Unlike anything you may have read before, Caldwell’s writing is a breath of fresh air. One may read these tales as dark or harrowing and disturbing, which perhaps in parts they are, but at the same time they are hilariously funny and clever, deceptively zany but artfully and carefully cultivated. Akin to Irish films and screenplays such as Adam and Paul, Spin the bottle or even British screen wright Martin Mc Donagh’s In Bruges, they all carry that same unsettling buzz and black humour.

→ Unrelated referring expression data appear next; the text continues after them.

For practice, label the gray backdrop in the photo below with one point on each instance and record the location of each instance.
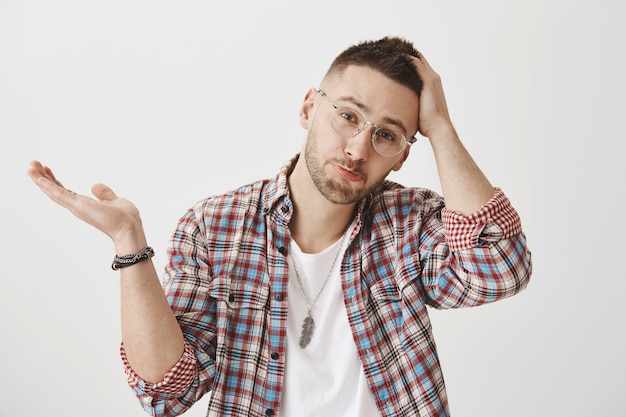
(168, 102)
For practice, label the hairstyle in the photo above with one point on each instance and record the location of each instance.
(387, 55)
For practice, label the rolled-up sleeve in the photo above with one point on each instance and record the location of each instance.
(175, 383)
(484, 257)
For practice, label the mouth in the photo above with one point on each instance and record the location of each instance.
(349, 174)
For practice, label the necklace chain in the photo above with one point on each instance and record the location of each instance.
(308, 326)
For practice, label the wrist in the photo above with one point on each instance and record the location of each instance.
(130, 241)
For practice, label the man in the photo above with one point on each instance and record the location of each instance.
(306, 294)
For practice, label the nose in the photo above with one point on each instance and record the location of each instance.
(359, 146)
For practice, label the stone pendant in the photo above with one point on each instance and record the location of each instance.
(308, 326)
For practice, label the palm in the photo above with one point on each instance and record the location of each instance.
(110, 214)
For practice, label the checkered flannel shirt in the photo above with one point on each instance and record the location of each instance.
(227, 279)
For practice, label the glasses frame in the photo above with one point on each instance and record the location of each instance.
(366, 122)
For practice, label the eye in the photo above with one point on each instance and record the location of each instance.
(389, 135)
(350, 116)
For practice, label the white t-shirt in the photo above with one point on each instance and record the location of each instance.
(326, 377)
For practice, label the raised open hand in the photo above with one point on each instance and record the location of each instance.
(111, 214)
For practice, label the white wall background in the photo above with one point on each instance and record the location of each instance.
(168, 102)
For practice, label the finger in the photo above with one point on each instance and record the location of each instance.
(60, 195)
(37, 170)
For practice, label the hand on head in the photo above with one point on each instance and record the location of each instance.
(433, 113)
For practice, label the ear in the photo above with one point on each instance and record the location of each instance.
(306, 111)
(405, 155)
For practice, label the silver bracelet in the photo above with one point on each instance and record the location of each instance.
(128, 260)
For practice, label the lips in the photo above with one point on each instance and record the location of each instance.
(349, 174)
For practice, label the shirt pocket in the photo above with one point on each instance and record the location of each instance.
(241, 307)
(386, 296)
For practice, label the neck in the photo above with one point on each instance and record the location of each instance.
(316, 222)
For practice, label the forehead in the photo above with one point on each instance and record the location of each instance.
(376, 95)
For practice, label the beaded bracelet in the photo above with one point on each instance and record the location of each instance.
(128, 260)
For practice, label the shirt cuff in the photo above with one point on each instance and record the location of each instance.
(496, 220)
(175, 382)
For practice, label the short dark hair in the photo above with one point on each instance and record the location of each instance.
(388, 55)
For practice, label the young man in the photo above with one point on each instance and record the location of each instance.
(307, 294)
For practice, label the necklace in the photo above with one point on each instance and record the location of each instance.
(308, 325)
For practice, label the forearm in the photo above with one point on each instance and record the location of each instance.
(152, 337)
(465, 188)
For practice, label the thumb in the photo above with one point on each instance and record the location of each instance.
(103, 192)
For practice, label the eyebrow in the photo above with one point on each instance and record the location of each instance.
(365, 109)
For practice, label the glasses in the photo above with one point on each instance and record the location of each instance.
(388, 141)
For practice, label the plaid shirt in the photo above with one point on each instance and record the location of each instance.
(227, 281)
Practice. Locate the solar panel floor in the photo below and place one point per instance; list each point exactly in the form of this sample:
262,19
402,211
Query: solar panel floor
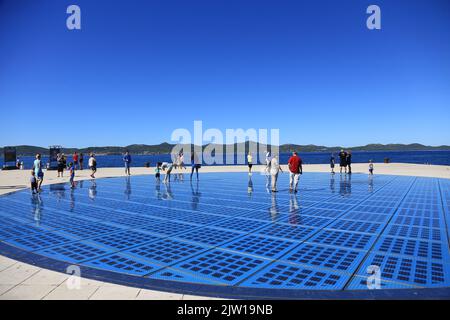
228,236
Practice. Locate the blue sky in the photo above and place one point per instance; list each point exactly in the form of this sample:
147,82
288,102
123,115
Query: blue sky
140,69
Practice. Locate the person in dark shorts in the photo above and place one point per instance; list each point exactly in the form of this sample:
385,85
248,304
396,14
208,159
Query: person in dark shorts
370,168
250,162
158,172
60,160
332,163
81,160
37,167
343,160
33,182
349,161
127,162
75,160
195,163
93,165
72,175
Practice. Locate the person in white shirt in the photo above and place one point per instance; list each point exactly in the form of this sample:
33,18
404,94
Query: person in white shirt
274,170
93,165
268,159
250,162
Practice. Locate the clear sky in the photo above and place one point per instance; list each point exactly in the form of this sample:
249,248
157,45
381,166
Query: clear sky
140,69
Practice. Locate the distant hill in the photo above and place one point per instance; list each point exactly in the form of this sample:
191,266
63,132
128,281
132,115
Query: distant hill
165,148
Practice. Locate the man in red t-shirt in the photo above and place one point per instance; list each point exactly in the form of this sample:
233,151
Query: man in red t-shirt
75,160
295,170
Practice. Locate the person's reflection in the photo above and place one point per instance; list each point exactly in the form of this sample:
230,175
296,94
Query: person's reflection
168,195
343,185
294,209
128,188
370,183
37,205
72,199
332,186
250,186
268,190
158,190
349,185
93,190
273,210
196,194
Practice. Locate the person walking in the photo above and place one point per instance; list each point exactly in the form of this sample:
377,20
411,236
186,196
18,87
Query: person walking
127,162
39,173
343,160
81,161
332,163
250,163
274,170
349,161
268,158
92,165
195,162
60,160
75,160
72,175
296,169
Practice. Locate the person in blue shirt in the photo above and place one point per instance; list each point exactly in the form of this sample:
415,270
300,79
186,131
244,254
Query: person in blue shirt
127,162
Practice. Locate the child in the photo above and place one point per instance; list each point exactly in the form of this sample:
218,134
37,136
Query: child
169,167
158,172
72,174
33,182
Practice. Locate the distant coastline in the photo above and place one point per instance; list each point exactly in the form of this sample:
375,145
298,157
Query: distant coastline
166,148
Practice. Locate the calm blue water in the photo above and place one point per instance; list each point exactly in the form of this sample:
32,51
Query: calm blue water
419,157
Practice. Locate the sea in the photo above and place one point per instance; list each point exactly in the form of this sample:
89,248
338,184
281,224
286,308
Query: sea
418,157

If I was say only two things about Caldwell’s collection it would be that firstly; they are not for the faint hearted and secondly that absolutely everybody must read them.  You need not take anything profound from them if you do not wish- just see what happens when you probe your brains borders with the scope of the realities and lives of Caldwell’s characters.

Grace Keane

About the author

June Caldwell worked for many years as a journalist and now writes fiction. Her story ‘SOMAT’ was published in the award-winning anthology The Long Gaze Back, edited by Sinéad Gleeson and was chosen as a ‘favourite’ by The Sunday Times. She is a prizewinner of the Moth International Short Story Prize and has been shortlisted for many others, including the Calvino Prize in Fabulist Fiction, the Colm Toíbín International Short Story Award, the Lorian Hemingway Prize, and the Sunday Business Post/Penguin Ireland Short Story Prize. She has an MA in Creative Writing from Queen’s University Belfast, and lives in Dublin.